Sweeeeeeeeeeeeet!!!!!!!!!!!


----------



## Jaybo (Mar 2, 2009)

Great job, Scourge! Now, when you gonna teach me how to do that?


----------



## scourge999 (May 4, 2008)

Lilly said:


> I think that looks great.. looks just like the green color on my gid t shirt
> what color is that paint do you have a reg pic to post..your pic has a brown hue overall ..


The brown hue is from my camera and the crappy light in the shoppe. Here is a pic of it in hard day light. Like I said, I am not to happy with the paint job.
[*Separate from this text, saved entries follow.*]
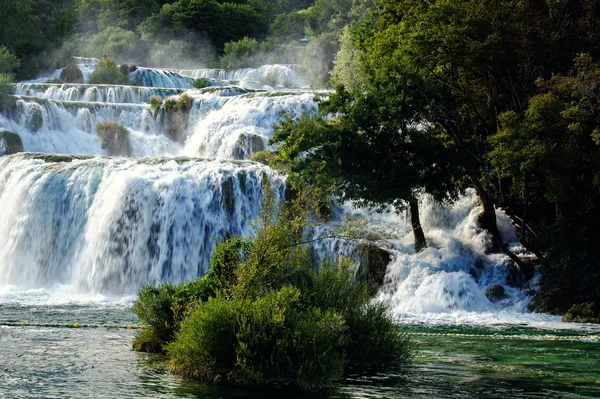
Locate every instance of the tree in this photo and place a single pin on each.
(373, 151)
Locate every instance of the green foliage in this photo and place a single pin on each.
(114, 138)
(339, 155)
(201, 83)
(272, 317)
(7, 91)
(114, 42)
(8, 61)
(241, 53)
(178, 105)
(107, 72)
(155, 103)
(37, 33)
(161, 309)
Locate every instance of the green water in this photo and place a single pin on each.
(42, 362)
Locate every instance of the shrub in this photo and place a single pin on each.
(10, 143)
(176, 122)
(71, 74)
(107, 72)
(162, 309)
(201, 83)
(7, 91)
(270, 79)
(8, 61)
(155, 103)
(114, 138)
(270, 316)
(241, 53)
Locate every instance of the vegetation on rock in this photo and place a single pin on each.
(10, 143)
(71, 74)
(114, 138)
(107, 72)
(265, 314)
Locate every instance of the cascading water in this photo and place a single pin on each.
(111, 225)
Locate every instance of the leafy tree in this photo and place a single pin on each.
(373, 151)
(551, 155)
(108, 72)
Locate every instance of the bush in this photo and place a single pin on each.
(10, 143)
(177, 110)
(71, 74)
(7, 91)
(241, 54)
(201, 83)
(270, 316)
(161, 309)
(155, 103)
(8, 61)
(114, 138)
(107, 72)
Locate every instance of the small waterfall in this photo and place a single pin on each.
(93, 93)
(265, 76)
(154, 77)
(239, 126)
(112, 225)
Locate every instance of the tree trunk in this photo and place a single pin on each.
(487, 221)
(415, 222)
(487, 218)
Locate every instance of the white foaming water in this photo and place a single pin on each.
(237, 127)
(266, 76)
(95, 229)
(445, 282)
(68, 127)
(108, 226)
(154, 77)
(93, 93)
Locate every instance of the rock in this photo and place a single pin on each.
(552, 302)
(36, 118)
(582, 313)
(228, 197)
(247, 145)
(114, 138)
(495, 293)
(71, 74)
(10, 143)
(373, 265)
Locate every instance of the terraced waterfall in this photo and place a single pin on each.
(82, 230)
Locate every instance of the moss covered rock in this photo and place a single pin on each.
(373, 265)
(114, 138)
(10, 143)
(35, 119)
(71, 74)
(583, 313)
(495, 293)
(177, 111)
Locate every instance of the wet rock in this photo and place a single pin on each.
(247, 145)
(228, 193)
(373, 265)
(10, 143)
(71, 74)
(495, 293)
(36, 118)
(583, 313)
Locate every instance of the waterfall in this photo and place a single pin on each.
(93, 93)
(111, 225)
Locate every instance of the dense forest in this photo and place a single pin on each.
(430, 97)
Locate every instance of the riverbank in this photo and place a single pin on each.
(99, 362)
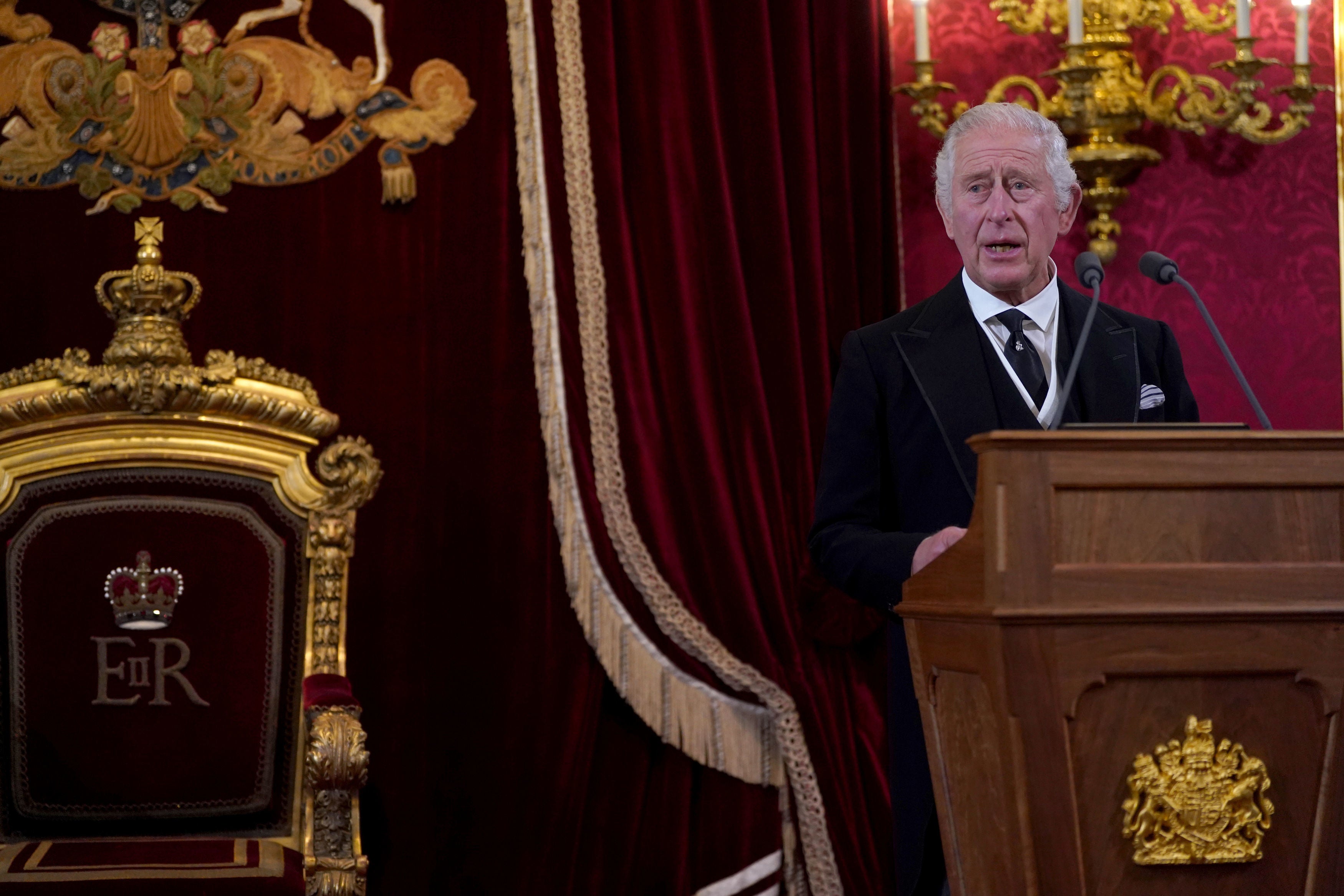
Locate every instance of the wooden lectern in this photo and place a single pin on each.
(1131, 667)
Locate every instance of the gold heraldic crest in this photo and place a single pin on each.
(1191, 804)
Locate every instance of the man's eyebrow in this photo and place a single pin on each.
(975, 175)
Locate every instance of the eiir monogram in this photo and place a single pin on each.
(140, 672)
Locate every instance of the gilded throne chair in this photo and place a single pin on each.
(175, 586)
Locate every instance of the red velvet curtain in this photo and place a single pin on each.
(744, 174)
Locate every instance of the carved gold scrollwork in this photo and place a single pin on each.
(335, 767)
(349, 468)
(1217, 19)
(336, 754)
(1194, 103)
(331, 542)
(999, 93)
(1031, 19)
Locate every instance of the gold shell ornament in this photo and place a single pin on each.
(134, 124)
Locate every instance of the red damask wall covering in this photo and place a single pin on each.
(1255, 229)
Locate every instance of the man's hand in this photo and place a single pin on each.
(932, 547)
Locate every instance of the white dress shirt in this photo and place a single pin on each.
(1041, 328)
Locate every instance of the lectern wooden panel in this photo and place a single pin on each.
(1131, 668)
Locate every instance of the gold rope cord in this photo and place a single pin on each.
(686, 631)
(712, 727)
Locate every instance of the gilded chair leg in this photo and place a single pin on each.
(335, 767)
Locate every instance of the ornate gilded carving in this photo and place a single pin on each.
(1191, 804)
(1104, 97)
(335, 767)
(351, 475)
(349, 468)
(128, 127)
(148, 369)
(331, 542)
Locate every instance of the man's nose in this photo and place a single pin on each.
(1000, 205)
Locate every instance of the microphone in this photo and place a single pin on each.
(1091, 273)
(1162, 269)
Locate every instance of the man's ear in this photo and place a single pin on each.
(1066, 218)
(947, 217)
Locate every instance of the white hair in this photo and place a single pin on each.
(1008, 116)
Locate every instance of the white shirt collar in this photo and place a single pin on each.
(1039, 308)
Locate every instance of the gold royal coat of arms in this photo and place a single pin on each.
(127, 126)
(1191, 804)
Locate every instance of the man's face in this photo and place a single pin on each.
(1003, 215)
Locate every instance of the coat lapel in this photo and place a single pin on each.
(1107, 390)
(943, 348)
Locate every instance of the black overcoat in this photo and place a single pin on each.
(897, 468)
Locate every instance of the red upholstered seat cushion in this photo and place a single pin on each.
(154, 867)
(328, 691)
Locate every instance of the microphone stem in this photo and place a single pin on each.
(1078, 356)
(1228, 353)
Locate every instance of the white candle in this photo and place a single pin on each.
(1304, 8)
(921, 30)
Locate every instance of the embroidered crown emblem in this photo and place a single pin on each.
(1191, 804)
(143, 598)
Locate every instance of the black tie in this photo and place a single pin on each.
(1023, 356)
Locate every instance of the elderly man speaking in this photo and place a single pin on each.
(987, 353)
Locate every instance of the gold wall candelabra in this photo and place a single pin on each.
(1102, 96)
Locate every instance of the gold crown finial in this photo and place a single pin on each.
(148, 305)
(150, 232)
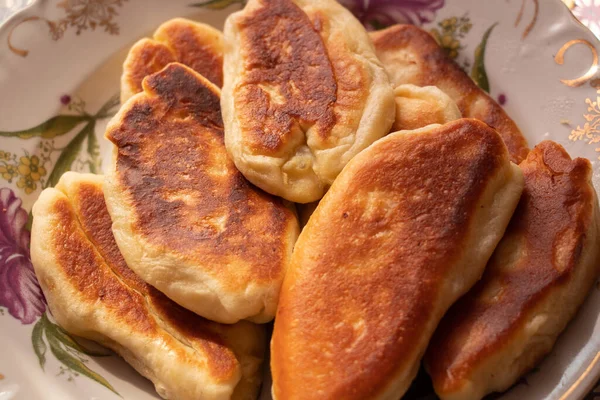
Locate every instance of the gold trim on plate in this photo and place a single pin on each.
(560, 58)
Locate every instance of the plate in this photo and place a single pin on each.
(60, 64)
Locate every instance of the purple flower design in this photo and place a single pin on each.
(378, 14)
(20, 292)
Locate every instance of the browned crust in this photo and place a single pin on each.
(173, 164)
(425, 63)
(191, 48)
(178, 41)
(290, 84)
(145, 58)
(555, 212)
(375, 253)
(94, 266)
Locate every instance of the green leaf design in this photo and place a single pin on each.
(93, 151)
(68, 155)
(29, 220)
(52, 128)
(217, 4)
(37, 340)
(478, 71)
(67, 340)
(107, 109)
(74, 363)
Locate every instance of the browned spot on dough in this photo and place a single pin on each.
(289, 83)
(554, 215)
(192, 50)
(412, 56)
(186, 192)
(378, 249)
(146, 58)
(96, 223)
(82, 265)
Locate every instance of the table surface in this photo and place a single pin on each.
(587, 11)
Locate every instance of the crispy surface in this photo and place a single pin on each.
(92, 293)
(194, 44)
(417, 107)
(186, 220)
(384, 255)
(537, 278)
(411, 55)
(303, 93)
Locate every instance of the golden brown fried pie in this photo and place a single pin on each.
(184, 217)
(536, 280)
(303, 93)
(411, 55)
(406, 229)
(93, 294)
(417, 107)
(194, 44)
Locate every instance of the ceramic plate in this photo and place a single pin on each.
(60, 64)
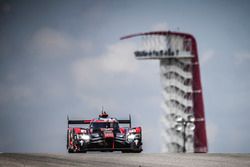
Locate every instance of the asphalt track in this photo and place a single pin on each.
(128, 160)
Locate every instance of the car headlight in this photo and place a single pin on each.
(85, 137)
(131, 137)
(95, 135)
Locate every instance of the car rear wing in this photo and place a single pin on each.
(126, 121)
(77, 122)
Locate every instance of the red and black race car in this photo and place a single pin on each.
(103, 134)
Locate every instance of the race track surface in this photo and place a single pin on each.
(128, 160)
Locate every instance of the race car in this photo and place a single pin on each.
(103, 134)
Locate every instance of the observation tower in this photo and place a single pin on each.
(183, 120)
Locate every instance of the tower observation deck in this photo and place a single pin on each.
(183, 120)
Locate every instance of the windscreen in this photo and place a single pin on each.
(98, 125)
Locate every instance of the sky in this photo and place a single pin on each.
(60, 58)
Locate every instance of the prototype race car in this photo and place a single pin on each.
(103, 134)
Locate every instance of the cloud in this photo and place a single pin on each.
(48, 42)
(207, 56)
(242, 57)
(117, 59)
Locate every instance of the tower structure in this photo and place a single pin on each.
(182, 91)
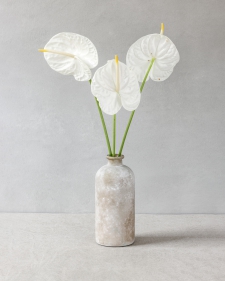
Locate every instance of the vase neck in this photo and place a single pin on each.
(115, 161)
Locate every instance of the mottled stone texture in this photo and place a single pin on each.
(114, 204)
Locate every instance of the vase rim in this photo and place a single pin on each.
(115, 157)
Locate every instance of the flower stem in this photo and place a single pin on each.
(103, 125)
(126, 131)
(132, 113)
(114, 136)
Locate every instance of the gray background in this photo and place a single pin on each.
(51, 141)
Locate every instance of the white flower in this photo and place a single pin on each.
(114, 86)
(153, 46)
(71, 54)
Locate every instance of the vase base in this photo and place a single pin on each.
(120, 245)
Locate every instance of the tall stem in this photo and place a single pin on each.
(114, 136)
(132, 113)
(103, 125)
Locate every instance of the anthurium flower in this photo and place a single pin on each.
(114, 86)
(156, 47)
(71, 54)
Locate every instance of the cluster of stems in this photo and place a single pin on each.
(111, 152)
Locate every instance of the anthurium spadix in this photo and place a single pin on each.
(114, 86)
(154, 48)
(71, 54)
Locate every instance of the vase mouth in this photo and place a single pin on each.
(116, 157)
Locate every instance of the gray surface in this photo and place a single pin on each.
(61, 247)
(51, 141)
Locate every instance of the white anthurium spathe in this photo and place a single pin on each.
(114, 86)
(156, 48)
(71, 54)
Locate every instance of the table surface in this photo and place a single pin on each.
(61, 247)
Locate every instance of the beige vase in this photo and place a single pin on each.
(114, 204)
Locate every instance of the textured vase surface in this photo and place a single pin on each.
(114, 204)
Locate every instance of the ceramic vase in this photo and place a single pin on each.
(114, 204)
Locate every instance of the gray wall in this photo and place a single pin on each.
(51, 141)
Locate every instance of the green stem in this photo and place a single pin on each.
(125, 134)
(103, 125)
(114, 135)
(132, 113)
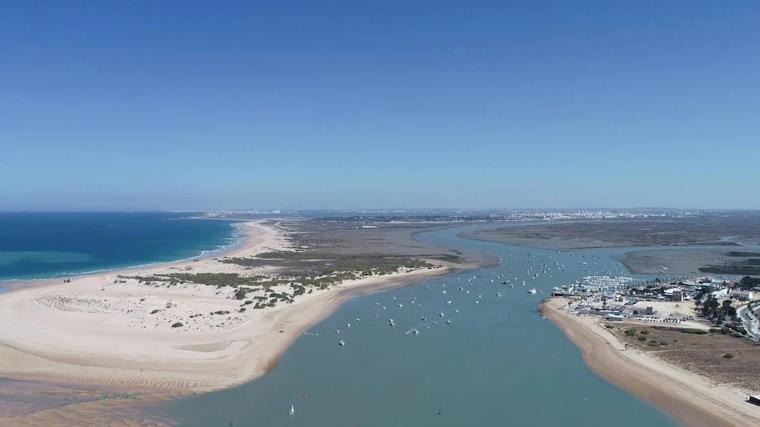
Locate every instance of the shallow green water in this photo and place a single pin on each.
(497, 364)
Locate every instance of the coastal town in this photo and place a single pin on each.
(698, 303)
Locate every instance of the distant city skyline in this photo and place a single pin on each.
(310, 105)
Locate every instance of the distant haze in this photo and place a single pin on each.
(424, 104)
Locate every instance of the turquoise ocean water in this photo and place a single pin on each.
(37, 245)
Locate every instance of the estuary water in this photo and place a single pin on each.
(38, 245)
(482, 356)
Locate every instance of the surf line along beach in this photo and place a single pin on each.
(687, 396)
(114, 330)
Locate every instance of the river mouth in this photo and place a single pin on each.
(446, 351)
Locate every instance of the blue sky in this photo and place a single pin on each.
(379, 104)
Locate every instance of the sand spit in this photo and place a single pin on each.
(693, 399)
(118, 333)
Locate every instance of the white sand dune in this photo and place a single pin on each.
(98, 330)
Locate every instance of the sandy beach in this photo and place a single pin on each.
(692, 399)
(105, 330)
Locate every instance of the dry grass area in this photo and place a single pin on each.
(723, 358)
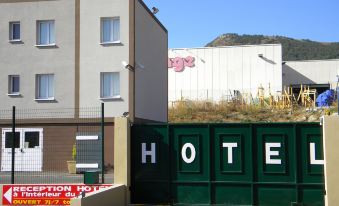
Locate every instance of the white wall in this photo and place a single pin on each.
(27, 60)
(219, 71)
(311, 72)
(151, 67)
(96, 58)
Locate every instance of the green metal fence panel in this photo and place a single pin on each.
(227, 164)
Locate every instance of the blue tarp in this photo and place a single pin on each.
(325, 99)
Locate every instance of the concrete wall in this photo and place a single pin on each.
(151, 75)
(219, 71)
(310, 72)
(96, 58)
(27, 60)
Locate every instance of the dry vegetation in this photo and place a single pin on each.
(195, 111)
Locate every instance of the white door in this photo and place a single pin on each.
(6, 150)
(28, 151)
(31, 150)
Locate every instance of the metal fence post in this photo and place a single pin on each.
(13, 145)
(103, 142)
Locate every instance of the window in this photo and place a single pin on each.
(13, 84)
(45, 87)
(110, 30)
(14, 31)
(46, 33)
(9, 140)
(110, 85)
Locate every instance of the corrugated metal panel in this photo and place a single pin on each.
(227, 164)
(217, 72)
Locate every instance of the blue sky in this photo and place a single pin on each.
(194, 23)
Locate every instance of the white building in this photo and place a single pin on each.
(217, 73)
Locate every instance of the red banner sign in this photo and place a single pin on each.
(44, 194)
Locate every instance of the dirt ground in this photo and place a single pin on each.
(183, 112)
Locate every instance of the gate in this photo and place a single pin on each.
(227, 164)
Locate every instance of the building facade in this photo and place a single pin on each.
(220, 73)
(61, 54)
(69, 54)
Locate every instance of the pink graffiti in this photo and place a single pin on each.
(179, 63)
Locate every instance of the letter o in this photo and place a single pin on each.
(183, 153)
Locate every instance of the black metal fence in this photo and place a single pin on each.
(41, 146)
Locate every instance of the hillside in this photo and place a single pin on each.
(293, 49)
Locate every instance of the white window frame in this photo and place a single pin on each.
(38, 42)
(102, 42)
(102, 97)
(37, 91)
(11, 31)
(10, 85)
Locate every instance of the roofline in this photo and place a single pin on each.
(249, 45)
(152, 15)
(313, 60)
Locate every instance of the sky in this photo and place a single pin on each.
(194, 23)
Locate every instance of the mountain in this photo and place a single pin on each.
(293, 49)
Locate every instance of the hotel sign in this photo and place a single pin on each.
(45, 194)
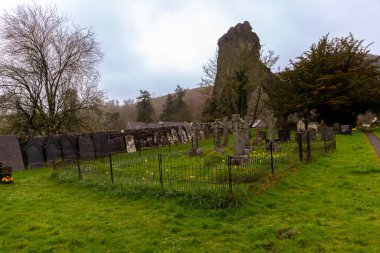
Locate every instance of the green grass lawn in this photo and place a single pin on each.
(332, 204)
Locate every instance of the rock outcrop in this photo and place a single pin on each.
(239, 72)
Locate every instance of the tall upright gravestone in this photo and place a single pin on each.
(52, 150)
(86, 147)
(34, 154)
(10, 152)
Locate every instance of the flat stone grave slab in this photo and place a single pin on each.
(10, 152)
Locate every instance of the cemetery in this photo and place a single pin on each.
(258, 157)
(199, 166)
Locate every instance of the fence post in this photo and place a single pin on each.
(300, 145)
(111, 170)
(78, 165)
(229, 174)
(271, 155)
(308, 148)
(160, 170)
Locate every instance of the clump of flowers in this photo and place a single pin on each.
(7, 179)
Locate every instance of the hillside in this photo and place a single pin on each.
(195, 98)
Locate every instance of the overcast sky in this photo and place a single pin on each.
(156, 44)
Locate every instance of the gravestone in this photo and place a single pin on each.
(164, 141)
(195, 150)
(300, 126)
(284, 134)
(5, 174)
(111, 145)
(119, 143)
(216, 127)
(345, 129)
(174, 136)
(336, 128)
(182, 135)
(327, 133)
(226, 125)
(86, 147)
(313, 125)
(10, 152)
(68, 149)
(246, 136)
(34, 154)
(52, 150)
(201, 134)
(100, 143)
(263, 135)
(239, 157)
(130, 143)
(258, 139)
(312, 133)
(169, 138)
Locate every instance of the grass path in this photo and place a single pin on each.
(332, 204)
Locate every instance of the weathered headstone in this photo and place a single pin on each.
(336, 128)
(284, 134)
(195, 150)
(169, 138)
(327, 133)
(34, 154)
(130, 142)
(239, 156)
(100, 143)
(86, 147)
(10, 152)
(5, 174)
(300, 126)
(226, 125)
(68, 149)
(164, 141)
(246, 135)
(345, 129)
(174, 136)
(313, 125)
(52, 150)
(216, 127)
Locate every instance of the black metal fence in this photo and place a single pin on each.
(210, 173)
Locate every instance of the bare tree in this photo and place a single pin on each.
(209, 69)
(48, 74)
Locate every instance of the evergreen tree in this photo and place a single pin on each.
(336, 77)
(175, 109)
(145, 111)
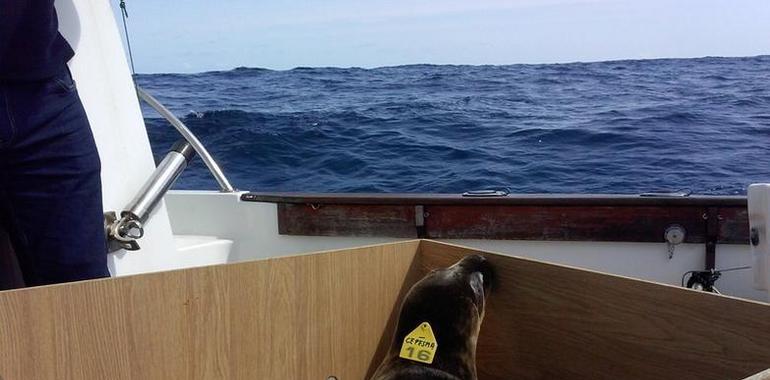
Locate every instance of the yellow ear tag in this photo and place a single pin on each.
(420, 345)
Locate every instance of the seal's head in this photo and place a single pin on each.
(452, 301)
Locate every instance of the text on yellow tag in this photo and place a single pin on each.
(420, 345)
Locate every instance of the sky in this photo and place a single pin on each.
(205, 35)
Jaybo, come on up to Seattle and we can paint and make skulls all day. And some swishing for good measure, hahaha!


----------



## Rahnefan (May 1, 2009)

How did you do that? That's really nice.


----------



## beelce (Jul 21, 2007)

Really nice Scourge....The only thing missing is the beer can that you use in your pics...


----------



## nixie (Sep 17, 2008)

Amazing!


----------



## Lilly (Jun 13, 2006)

I like it..black and white ..or glow in the dark..

you will never be happy when it is your own..
but it is good for the purpose Scourge
and still looks great


----------



## kprimm (Mar 14, 2009)

That is way cool, you are a very talented artist. I would love to hang that on my wall.


----------



## Dixie (Feb 18, 2009)

Thats just amazing Scourge - so creepy and beautiful. I just adore the Hatbox ghost, and making him glow like that is brilliant! 

(No swishing without me being there, hahahaha!! I can't trust you two for a second! Heaven only knows what trouble you could find, lol)


----------



## toymaker (Aug 7, 2009)

Very cool is that painted traditionally or is it airbrushed??


----------



## AzKittie74 (Aug 10, 2007)

I Love it!! I want it!!


----------



## The Archivist (May 31, 2009)

What don't you like about it? It looks great!


----------



## scourge999 (May 4, 2008)

toymaker said:


> Very cool is that painted traditionally or is it airbrushed??


Thanks toymaker. It is both, the base and background are traditional. The value is airbrushed(Iwata HP-BC).


----------



## STOLLOWEEN (Apr 13, 2008)

I'm with everyone else...beautiful work....really, really nice!


----------



## psyko99 (Jan 11, 2008)

That looks awesome Scourge.


----------



## HauntCast (Jul 25, 2008)

Show off!!! Only kiddin', that's wicked awesome!


----------



## Devils Chariot (May 23, 2007)

I like it! A great subject and an awesome effect. That would be a cool to have in your house, turn off the lights at bedtime and say goodnight to the still glowing ghost host, maybe even hang it in your bedroom and fall asleep to to his glowing countenance as he fades to darkness with you.


----------



## ScreamingScarecrow (Oct 1, 2008)

For sure! that would be a great piece of art to have up all year Round!


----------



## IMU (Apr 8, 2009)

AWESOME! Great work indeed!


----------



## Daphne (Oct 18, 2006)

Wow, you did a super job! Really nice!!


----------



## pagan (Sep 9, 2009)

Enviable work, as always. Nice job!


----------



## turtle2778 (Jul 9, 2006)

That IS sick!! I would totally hang that in my living room too!!


----------